Highest EU Court Upholds $647 Million CRT Antitrust Fine Slammed on LG Electronics

The European Court of Justice upheld the antitrust fine issued to LG Electronics in 2012, mandating the South Korean tech giant to pay €540 million ($647 million) for being part of an industry-wide cartel that was fixing prices of cathode ray tubes (CRTs) for approximately a decade, the original equipment manufacturer said on Friday. The ultimate fine given to the Seoul-based company includes interest and will be paid within the next seven days, an LG spokesperson was quoted as saying earlier today. LG previously managed a CRT joint venture with Philips, with their operation being hit with an anti-competitive fine surpassing a billion euros and the firm’s Dutch partner having previously lost its appeals to the penalty. Five more companies were charged by the European Commission for the price-fixing scandal in 2012, with their fines amounting to approximately €500 million. LG was the final appealing party in the process, whereas the remaining six companies have already exhausted their legal remedies in the case.
bing, bing, bing, google search, yahoo search, bing search,


LG said the latest turn of events will have no impact on its existing operations and business efforts, noting that it still disagrees with the court’s ruling but is left with no other option but to comply with the original fine which it deems unjust. The case was previously described by some European officials as an extreme example of “anti-competitive practices” and monopolistic behavior, with the political bloc ultimately penalizing two separate cartels comprised of seven CRT manufacturers who were manipulating prices of related technologies on the Old Continent, sharing trade secrets, and breaking numerous European antitrust laws in the process of doing so. The technology at the center of the scandal is now largely obsolete and has been replaced by more advanced solutions like LCD panels. 

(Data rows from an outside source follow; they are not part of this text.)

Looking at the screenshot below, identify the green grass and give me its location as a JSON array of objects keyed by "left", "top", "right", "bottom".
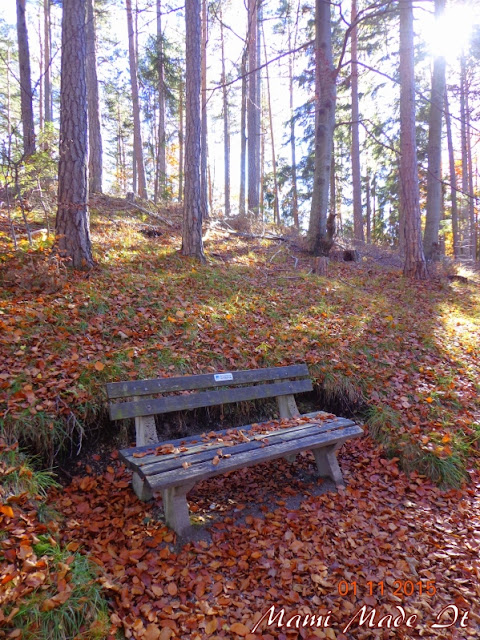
[
  {"left": 0, "top": 449, "right": 59, "bottom": 497},
  {"left": 13, "top": 538, "right": 110, "bottom": 640}
]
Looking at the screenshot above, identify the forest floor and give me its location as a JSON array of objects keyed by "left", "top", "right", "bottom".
[{"left": 0, "top": 201, "right": 480, "bottom": 640}]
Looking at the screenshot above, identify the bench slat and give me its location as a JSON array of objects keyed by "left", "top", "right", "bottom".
[
  {"left": 106, "top": 364, "right": 309, "bottom": 400},
  {"left": 120, "top": 418, "right": 355, "bottom": 473},
  {"left": 118, "top": 411, "right": 336, "bottom": 460},
  {"left": 127, "top": 420, "right": 355, "bottom": 479},
  {"left": 110, "top": 378, "right": 312, "bottom": 420},
  {"left": 148, "top": 425, "right": 363, "bottom": 491}
]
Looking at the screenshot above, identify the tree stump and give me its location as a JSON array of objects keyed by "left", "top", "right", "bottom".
[{"left": 313, "top": 256, "right": 328, "bottom": 278}]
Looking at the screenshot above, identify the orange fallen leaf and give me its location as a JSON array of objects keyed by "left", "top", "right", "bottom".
[
  {"left": 0, "top": 504, "right": 13, "bottom": 518},
  {"left": 142, "top": 624, "right": 161, "bottom": 640},
  {"left": 230, "top": 622, "right": 250, "bottom": 638}
]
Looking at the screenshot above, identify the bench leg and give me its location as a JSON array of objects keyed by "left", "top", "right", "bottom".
[
  {"left": 162, "top": 484, "right": 193, "bottom": 535},
  {"left": 132, "top": 473, "right": 153, "bottom": 502},
  {"left": 312, "top": 444, "right": 345, "bottom": 487}
]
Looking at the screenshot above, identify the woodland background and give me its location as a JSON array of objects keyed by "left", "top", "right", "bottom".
[{"left": 0, "top": 0, "right": 480, "bottom": 640}]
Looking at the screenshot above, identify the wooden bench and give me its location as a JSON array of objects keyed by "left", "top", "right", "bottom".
[{"left": 107, "top": 364, "right": 363, "bottom": 534}]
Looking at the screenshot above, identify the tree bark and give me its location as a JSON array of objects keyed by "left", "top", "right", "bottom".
[
  {"left": 182, "top": 0, "right": 205, "bottom": 262},
  {"left": 465, "top": 82, "right": 477, "bottom": 260},
  {"left": 307, "top": 0, "right": 337, "bottom": 256},
  {"left": 445, "top": 90, "right": 459, "bottom": 258},
  {"left": 459, "top": 52, "right": 471, "bottom": 258},
  {"left": 351, "top": 0, "right": 365, "bottom": 242},
  {"left": 17, "top": 0, "right": 35, "bottom": 159},
  {"left": 238, "top": 46, "right": 248, "bottom": 216},
  {"left": 262, "top": 25, "right": 280, "bottom": 224},
  {"left": 423, "top": 0, "right": 446, "bottom": 260},
  {"left": 288, "top": 21, "right": 300, "bottom": 229},
  {"left": 125, "top": 0, "right": 147, "bottom": 200},
  {"left": 178, "top": 80, "right": 185, "bottom": 202},
  {"left": 55, "top": 0, "right": 93, "bottom": 269},
  {"left": 87, "top": 0, "right": 103, "bottom": 194},
  {"left": 366, "top": 173, "right": 372, "bottom": 244},
  {"left": 220, "top": 10, "right": 231, "bottom": 217},
  {"left": 400, "top": 0, "right": 427, "bottom": 280},
  {"left": 154, "top": 0, "right": 167, "bottom": 202},
  {"left": 247, "top": 0, "right": 260, "bottom": 216},
  {"left": 200, "top": 0, "right": 208, "bottom": 219},
  {"left": 43, "top": 0, "right": 53, "bottom": 123}
]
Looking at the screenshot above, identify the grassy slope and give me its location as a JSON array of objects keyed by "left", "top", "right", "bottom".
[{"left": 0, "top": 202, "right": 480, "bottom": 484}]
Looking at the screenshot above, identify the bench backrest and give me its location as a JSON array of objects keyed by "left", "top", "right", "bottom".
[{"left": 106, "top": 364, "right": 312, "bottom": 420}]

The European justice system has been relatively busy with antitrust cases involving foreign tech giants in recent weeks; shortly after granting Intel’s appeal to a $1.3 billion fine and before ruling on the aforementioned matter, competent judicial authorities also processed Google’s appeal to the largest antitrust fine in the history of the political bloc. The Alphabet-owned company is still being investigated on two separate allegations of monopolistic behavior in Europe, with officials probing its practices related to the AdWords advertising platform and Android.